Despite the fact Mercedes invested many millions of Euros on a new 2.0-litre four-cylinder turbodiesel engine (seeing service and reaping plaudits in the E-Class) and despite the fact the German company said it would supersede the old 2.1-litre unit in a phased roll-out from 2016 on, for our liking there are still too many new cars sliding off the marque's global production lines that utilise the venerable old diesel. The GLA is one such example and, as a result, the 220 d is noisy. Noisy, and vibrant, and we don't use that latter word in the context of 'full of energy and life'; we use it to mean shaky, shivery, shuddery.
Vibrations reverberate through the pedals, steering wheel and seat bases whether the engine is idling or being pushed round to its redline, and if you do rev it out then the 2.1's voice becomes strained and gruff. There's nothing wrong with the motive power 177hp and 350Nm bestow on the 1,595kg 220 d, but in terms of drivetrain finesse, this GLA is now feeling a long way off prevailing class standards.
What you get for your money
Mercedes Ireland has confirmed it is actually slightly cutting the list prices of the GLA, while simultaneously introducing around €6,000 of additional equipment to all models. This looks to be a great move on the face of it, and the equipment added - heated front seats, Garmin satnav preparation (just prep, mind, not actual mapping and guidance; that’s still an option), air conditioning, Dynamic Select drive settings, remote online connectivity, the aforementioned LED headlights and the High-Beam Assist function - brings the car in line, in equipment terms, with GLAs offered in other countries.
Anyway, the improved-spec GLA range now starts from €34,759 for a GLA 180 d, which is the best-selling model here, and that prices it competitively against the Audi Q3 and BMW X1 families, which both start nearer 40 grand.

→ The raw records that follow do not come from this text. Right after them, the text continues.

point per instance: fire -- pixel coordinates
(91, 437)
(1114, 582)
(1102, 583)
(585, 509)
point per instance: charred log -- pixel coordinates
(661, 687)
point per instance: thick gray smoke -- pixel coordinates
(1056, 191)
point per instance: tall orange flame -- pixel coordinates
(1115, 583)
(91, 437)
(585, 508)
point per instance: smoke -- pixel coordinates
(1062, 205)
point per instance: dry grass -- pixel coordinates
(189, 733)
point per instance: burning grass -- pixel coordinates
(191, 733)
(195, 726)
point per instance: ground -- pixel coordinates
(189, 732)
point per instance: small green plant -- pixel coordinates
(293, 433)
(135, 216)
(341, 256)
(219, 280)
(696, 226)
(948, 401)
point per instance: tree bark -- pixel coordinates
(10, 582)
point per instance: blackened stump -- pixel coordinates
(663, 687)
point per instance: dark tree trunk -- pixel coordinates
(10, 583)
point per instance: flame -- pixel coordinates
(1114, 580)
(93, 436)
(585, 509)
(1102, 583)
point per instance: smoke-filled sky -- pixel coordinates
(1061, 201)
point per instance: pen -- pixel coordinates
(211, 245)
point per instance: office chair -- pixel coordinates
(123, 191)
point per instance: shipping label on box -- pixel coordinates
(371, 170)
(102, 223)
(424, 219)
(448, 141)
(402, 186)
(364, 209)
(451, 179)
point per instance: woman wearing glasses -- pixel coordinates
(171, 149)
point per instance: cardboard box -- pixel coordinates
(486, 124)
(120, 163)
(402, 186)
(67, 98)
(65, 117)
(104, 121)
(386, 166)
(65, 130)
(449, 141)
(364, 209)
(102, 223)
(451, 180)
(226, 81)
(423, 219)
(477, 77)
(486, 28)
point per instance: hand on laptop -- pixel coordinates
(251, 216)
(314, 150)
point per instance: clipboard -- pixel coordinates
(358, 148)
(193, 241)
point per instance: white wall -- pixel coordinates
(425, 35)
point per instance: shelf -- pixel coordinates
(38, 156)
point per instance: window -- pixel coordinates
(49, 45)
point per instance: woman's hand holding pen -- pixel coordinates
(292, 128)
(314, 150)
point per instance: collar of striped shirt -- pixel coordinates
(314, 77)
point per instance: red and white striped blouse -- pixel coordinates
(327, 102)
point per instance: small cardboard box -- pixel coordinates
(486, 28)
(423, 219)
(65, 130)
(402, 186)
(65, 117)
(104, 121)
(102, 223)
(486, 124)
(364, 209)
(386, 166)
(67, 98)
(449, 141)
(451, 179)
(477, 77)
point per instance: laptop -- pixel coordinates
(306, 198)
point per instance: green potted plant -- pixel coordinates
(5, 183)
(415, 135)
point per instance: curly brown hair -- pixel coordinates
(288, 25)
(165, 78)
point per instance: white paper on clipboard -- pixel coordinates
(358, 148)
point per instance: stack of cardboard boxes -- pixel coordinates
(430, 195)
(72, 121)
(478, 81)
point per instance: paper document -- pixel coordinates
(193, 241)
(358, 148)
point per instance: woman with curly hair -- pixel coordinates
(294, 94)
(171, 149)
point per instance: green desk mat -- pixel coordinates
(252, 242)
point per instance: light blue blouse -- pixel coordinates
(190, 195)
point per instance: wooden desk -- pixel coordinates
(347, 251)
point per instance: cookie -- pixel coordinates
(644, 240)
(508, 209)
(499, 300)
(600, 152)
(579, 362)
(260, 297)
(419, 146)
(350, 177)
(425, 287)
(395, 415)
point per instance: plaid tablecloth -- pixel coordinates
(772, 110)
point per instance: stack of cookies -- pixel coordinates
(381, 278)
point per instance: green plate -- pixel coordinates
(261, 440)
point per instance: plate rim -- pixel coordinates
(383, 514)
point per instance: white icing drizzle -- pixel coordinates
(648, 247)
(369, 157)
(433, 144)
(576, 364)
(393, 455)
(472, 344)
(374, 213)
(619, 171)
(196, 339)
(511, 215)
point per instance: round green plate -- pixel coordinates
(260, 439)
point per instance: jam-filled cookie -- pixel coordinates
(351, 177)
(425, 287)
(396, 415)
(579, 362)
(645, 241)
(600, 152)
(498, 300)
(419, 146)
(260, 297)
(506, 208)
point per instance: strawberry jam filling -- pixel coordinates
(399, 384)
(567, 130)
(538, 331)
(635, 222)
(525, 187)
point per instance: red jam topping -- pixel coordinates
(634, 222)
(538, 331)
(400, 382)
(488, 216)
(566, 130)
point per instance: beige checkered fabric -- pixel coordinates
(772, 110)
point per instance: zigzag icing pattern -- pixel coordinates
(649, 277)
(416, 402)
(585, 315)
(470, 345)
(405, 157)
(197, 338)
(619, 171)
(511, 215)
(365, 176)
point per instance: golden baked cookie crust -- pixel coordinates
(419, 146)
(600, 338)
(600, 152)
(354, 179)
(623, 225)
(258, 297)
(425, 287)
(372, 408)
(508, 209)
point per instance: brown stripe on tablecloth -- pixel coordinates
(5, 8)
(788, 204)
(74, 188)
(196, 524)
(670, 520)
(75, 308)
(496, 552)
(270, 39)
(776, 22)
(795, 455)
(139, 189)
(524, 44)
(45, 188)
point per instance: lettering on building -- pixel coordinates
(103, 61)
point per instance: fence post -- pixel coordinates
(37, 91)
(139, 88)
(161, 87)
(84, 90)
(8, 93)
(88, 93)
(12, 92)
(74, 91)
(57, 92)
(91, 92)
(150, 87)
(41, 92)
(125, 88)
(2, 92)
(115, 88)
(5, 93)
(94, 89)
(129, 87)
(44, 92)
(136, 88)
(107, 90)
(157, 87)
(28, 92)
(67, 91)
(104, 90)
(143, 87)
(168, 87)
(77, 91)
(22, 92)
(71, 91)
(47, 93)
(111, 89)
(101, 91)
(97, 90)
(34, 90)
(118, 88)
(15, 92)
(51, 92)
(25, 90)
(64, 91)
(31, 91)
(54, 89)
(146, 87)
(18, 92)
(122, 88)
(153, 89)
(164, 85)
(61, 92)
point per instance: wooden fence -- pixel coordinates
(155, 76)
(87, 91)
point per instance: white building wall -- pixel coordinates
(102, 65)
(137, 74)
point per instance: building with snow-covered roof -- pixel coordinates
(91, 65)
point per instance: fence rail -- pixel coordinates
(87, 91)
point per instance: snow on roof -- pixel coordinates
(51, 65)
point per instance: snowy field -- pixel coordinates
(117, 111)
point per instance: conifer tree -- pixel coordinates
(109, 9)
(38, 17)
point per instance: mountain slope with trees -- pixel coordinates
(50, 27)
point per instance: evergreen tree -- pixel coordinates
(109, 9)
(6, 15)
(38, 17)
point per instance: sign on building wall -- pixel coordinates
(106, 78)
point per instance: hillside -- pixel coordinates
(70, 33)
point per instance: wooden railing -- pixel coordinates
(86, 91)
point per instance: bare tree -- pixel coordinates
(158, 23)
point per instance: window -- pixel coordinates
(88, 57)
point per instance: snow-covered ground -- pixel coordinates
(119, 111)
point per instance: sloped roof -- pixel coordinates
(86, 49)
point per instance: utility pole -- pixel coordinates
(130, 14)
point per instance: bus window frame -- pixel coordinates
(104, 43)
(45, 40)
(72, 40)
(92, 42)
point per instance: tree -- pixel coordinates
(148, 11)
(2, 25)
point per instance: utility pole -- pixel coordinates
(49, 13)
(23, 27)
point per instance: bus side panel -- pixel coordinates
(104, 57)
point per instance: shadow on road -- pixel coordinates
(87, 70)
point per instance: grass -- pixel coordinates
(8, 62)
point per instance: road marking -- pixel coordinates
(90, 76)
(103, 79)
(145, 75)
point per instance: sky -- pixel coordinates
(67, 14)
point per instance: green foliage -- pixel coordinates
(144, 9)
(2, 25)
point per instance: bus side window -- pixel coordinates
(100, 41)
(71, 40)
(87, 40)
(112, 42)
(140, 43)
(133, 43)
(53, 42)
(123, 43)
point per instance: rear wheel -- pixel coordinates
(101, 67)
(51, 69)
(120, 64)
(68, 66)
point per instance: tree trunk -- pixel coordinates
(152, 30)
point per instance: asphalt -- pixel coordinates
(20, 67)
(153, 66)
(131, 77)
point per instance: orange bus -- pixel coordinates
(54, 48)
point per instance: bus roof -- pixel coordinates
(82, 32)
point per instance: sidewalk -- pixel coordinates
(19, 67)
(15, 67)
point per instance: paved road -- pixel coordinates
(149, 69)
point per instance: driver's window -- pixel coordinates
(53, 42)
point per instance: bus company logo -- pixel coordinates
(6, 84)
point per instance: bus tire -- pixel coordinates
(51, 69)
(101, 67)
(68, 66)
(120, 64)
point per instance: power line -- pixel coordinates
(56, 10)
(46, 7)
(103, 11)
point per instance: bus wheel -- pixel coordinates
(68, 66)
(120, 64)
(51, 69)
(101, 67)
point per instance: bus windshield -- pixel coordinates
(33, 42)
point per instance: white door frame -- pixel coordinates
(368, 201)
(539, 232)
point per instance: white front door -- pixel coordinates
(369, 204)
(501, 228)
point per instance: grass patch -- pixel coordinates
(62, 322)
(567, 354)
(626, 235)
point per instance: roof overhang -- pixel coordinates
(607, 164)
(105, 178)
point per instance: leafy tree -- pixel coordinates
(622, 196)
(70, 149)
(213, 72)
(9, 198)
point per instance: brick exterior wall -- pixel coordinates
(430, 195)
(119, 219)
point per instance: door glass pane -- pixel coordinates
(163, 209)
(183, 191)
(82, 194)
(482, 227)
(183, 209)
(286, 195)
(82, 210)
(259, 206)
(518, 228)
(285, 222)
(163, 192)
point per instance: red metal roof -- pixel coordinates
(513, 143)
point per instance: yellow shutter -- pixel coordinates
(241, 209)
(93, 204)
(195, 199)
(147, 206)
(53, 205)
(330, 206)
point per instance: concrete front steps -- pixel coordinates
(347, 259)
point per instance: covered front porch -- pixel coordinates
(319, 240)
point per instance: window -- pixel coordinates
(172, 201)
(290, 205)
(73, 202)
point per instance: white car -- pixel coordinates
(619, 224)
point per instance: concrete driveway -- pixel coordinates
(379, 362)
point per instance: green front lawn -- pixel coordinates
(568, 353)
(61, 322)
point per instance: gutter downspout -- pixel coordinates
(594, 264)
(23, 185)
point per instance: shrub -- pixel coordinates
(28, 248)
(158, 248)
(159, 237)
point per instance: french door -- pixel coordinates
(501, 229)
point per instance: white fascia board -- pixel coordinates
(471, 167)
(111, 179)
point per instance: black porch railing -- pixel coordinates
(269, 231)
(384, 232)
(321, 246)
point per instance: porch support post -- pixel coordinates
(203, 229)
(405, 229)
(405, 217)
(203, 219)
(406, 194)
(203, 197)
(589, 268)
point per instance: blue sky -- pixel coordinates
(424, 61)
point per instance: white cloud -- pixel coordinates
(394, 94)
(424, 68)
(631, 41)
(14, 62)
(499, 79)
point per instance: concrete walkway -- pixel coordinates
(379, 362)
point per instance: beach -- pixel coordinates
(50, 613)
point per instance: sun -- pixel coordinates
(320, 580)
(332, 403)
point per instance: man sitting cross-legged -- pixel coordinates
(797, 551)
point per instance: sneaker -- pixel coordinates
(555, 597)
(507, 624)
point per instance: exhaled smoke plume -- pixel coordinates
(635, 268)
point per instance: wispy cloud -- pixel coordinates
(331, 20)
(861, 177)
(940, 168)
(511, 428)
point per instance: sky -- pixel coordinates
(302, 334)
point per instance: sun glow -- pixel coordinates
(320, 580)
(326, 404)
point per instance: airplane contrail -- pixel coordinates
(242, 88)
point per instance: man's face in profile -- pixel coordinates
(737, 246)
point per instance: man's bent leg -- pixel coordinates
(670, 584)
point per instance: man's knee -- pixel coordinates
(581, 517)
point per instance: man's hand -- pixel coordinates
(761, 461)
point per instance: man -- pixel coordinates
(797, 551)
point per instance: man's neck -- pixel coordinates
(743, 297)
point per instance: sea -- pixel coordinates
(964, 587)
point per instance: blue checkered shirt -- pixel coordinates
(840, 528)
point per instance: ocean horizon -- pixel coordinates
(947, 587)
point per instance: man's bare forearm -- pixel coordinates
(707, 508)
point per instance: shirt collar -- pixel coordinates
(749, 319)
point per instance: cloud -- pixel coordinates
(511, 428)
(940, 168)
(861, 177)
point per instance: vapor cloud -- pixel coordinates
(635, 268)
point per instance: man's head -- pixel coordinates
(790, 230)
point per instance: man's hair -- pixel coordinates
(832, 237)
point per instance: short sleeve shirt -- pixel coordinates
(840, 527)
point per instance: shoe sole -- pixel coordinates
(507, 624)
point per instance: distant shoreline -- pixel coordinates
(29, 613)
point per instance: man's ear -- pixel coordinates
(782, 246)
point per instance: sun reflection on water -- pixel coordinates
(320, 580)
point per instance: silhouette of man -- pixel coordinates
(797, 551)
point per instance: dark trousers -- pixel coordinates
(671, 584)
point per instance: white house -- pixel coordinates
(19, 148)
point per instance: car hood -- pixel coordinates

However, it still looks expensive when you could get, say, a top-spec SEAT Ateca for about the same cash, badge status aside.
If Mercedes had drafted in the newer, slicker 2.0-litre diesel engine, or given us a bit more power on the more accessible models below the AMG 45 variant, or at least changed the shape of the headlights and the grille a bit, then the 2017MY GLA might have edged closer to the class elite. But we can't help feeling Mercedes has missed a considerable trick here. Very, very little has changed and while the most compact Mercedes SUV was something fresh and different three years ago, today it is in danger of being swamped in the face of a highly appealing, fresher BMW X1, the twin Audi threats of the latest Q2 or the polished, obvious-rival Q3, and any number of competitors from SEAT, Peugeot, Hyundai and Kia that all offer more equipment, more space and - most crucially of all - a more obvious SUV aesthetic/driving position than the GLA. That the GLA is also not a conspicuous bargain nor the most thrilling thing to drive means this Mercedes feels like it isn't anywhere near challenging for class honours. And that's a real shame, because it has potential to be a highly amenable car otherwise; potential that looks like it will be unfulfilled until an all-new model arrives in another two or three years' time.